Mansir “reportedly rented a townhouse for one woman he was engaged to, Chelsea Curnutt, while he was living on base and she was pregnant with their child, went on trips with another woman he was engaged to, and even met the womens’ parents,” as Haley Britzky wrote for Task & Purpose in July. “He reportedly told women he was divorced from his wife at the time — whom he was very much still married to and had three children with, and said one of those three children, his daughter, had died.”

One of the women who was engaged to Mansir told the Daily Beast that “he’s got this playbook,” she said. “He tells these lies about his dead children, about his [post-traumatic stress disorder], his deployments, and all the horrible things he’s had to do. He creates all these imaginary traumas to cloak his lies in.” 

Over the course of the relationships, Mansir reportedly lied about his service, from made-up deployments to claims that he had been awarded the Silver Star Medal. He even went so far as to give one woman a set of deployment papers that appeared to have been faked, according to the Daily Beast, which published an exposé on Mansir’s deceptions back in July. In one bizarre instance last year, Curnutt saw Mansir on base even though he’d told her he was deployed — he’d even texted her on WhatsApp while he was allegedly away and claimed to have broken his his foot and that he was going to be medevaced to Germany. When she confronted him, Mansir initially denied it, before claiming that he had kept his return a secret in an attempt to surprise her.
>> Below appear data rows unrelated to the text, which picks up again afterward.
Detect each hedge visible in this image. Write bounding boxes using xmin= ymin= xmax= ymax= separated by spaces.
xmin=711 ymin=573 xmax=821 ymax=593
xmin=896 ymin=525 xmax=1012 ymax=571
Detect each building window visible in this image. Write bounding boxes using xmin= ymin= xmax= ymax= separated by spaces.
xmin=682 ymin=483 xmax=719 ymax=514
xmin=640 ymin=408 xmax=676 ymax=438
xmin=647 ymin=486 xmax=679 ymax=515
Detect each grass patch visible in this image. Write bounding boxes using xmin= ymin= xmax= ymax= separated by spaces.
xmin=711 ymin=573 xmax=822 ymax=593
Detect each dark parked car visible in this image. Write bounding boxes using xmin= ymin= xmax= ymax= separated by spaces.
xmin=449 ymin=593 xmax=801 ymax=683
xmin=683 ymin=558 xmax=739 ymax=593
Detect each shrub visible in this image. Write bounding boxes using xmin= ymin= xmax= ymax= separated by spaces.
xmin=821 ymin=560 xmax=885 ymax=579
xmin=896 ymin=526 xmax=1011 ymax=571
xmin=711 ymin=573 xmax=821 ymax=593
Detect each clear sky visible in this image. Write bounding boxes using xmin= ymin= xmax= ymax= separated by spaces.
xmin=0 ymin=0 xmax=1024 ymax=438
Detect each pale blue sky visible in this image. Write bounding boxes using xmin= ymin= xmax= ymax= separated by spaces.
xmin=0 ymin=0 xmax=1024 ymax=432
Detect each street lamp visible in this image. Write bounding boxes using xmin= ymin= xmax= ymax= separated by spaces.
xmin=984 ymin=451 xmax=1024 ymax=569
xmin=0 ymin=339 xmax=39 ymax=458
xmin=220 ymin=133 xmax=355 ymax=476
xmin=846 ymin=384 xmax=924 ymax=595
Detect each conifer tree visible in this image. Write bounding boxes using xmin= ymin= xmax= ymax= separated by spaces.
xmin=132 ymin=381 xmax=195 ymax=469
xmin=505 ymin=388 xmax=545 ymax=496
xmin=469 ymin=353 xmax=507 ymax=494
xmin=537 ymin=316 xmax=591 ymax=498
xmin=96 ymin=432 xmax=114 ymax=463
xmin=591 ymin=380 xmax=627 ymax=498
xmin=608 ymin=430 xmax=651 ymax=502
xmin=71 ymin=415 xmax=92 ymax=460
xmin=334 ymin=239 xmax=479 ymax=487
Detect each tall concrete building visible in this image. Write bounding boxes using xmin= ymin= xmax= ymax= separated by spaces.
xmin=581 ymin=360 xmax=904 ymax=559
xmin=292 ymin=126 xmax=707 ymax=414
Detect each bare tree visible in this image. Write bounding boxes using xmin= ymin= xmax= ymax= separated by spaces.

“He played it off as if he was trying to surprise me post-deployment and that he had to quarantine, and that I ruined the whole surprise,” Curnutt told the Daily Beast.

According to Mansir’s service record, he commissioned as a second lieutenant in 2003, and has received the Bronze Star, four Meritorious Service Medals, Joint Service Commendation Medal, and three Army Commendation Medals, and has served with the 91st Civil Affairs Battalion, 75th Ranger Regiment, and Army Special Operations Command. 

Mansir’s record makes no mention of him having been awarded a Silver Star, the military’s third-highest award for battlefield bravery. 

As for his tours downrange, Mansir deployed to Afghanistan in 2011 and 2012, in addition to serving in Kuwait, Mali and Germany, according to the Army. The Daily Beast previously reported that Mansir has not deployed overseas since 2014.